Learn · email signature glossary

Table-Based HTML

TL;DR

Table-based HTML is a layout technique that positions content using nested table, tr, and td elements instead of divs, flexbox, or CSS grid, used today mainly because email clients render tables reliably.

Table-based HTML is the practice of building layout with table, tr, and td tags rather than divs styled with flexbox or grid. The web abandoned this approach around 2005, but email never could: Outlook on Windows renders HTML with Microsoft Word's engine, which has no real support for modern CSS layout, and other clients strip or mangle positioning styles in their own ways. Tables are the one layout primitive that every major email client draws the same way, so signatures and marketing emails still use them.

Re: In practice

Why it matters

If you build a signature the way you would build a web page, with divs and flexbox, it will look fine in Apple Mail and then collapse into a vertical stack in Outlook.

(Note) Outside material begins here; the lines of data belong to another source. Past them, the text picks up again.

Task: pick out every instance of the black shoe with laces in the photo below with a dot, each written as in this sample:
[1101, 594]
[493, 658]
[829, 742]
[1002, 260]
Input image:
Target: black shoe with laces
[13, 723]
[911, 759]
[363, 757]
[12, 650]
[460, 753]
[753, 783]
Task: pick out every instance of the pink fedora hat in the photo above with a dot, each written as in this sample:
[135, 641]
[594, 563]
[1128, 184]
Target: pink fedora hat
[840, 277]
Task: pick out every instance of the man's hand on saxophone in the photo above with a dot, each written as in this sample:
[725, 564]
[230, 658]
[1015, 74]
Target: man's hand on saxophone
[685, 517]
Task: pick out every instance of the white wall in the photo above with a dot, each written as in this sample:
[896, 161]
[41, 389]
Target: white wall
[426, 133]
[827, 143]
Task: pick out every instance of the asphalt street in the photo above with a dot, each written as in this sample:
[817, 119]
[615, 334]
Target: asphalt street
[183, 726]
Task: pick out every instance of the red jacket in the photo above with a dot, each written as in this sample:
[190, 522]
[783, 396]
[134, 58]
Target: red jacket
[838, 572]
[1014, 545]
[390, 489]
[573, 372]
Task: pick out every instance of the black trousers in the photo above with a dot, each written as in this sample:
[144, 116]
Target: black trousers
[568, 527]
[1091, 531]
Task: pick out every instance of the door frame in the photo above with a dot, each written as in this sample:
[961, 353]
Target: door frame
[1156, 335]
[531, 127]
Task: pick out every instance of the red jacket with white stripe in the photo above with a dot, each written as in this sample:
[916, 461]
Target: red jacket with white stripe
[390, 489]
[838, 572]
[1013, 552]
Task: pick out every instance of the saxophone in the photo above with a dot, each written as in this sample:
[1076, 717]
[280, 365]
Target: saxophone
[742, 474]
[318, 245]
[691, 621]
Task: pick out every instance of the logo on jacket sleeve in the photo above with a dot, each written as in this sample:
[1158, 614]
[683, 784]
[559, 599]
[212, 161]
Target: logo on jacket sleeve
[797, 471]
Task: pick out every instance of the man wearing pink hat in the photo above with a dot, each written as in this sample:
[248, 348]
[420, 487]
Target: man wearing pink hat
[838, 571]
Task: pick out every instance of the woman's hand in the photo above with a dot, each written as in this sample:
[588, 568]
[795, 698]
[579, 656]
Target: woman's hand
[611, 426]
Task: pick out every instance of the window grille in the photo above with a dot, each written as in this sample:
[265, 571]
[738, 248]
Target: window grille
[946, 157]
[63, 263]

The Word rendering engine simply ignores display:flex. A table with explicit widths, on the other hand, holds its shape everywhere: logo in the left cell, contact details in the right cell, done. This is why every serious signature generator outputs tables even though the markup looks dated. The related habits matter too: set widths on cells, use cellpadding or padding on td elements rather than margins, and avoid relying on CSS that Word cannot parse. Ugly source code that renders correctly beats elegant code that breaks.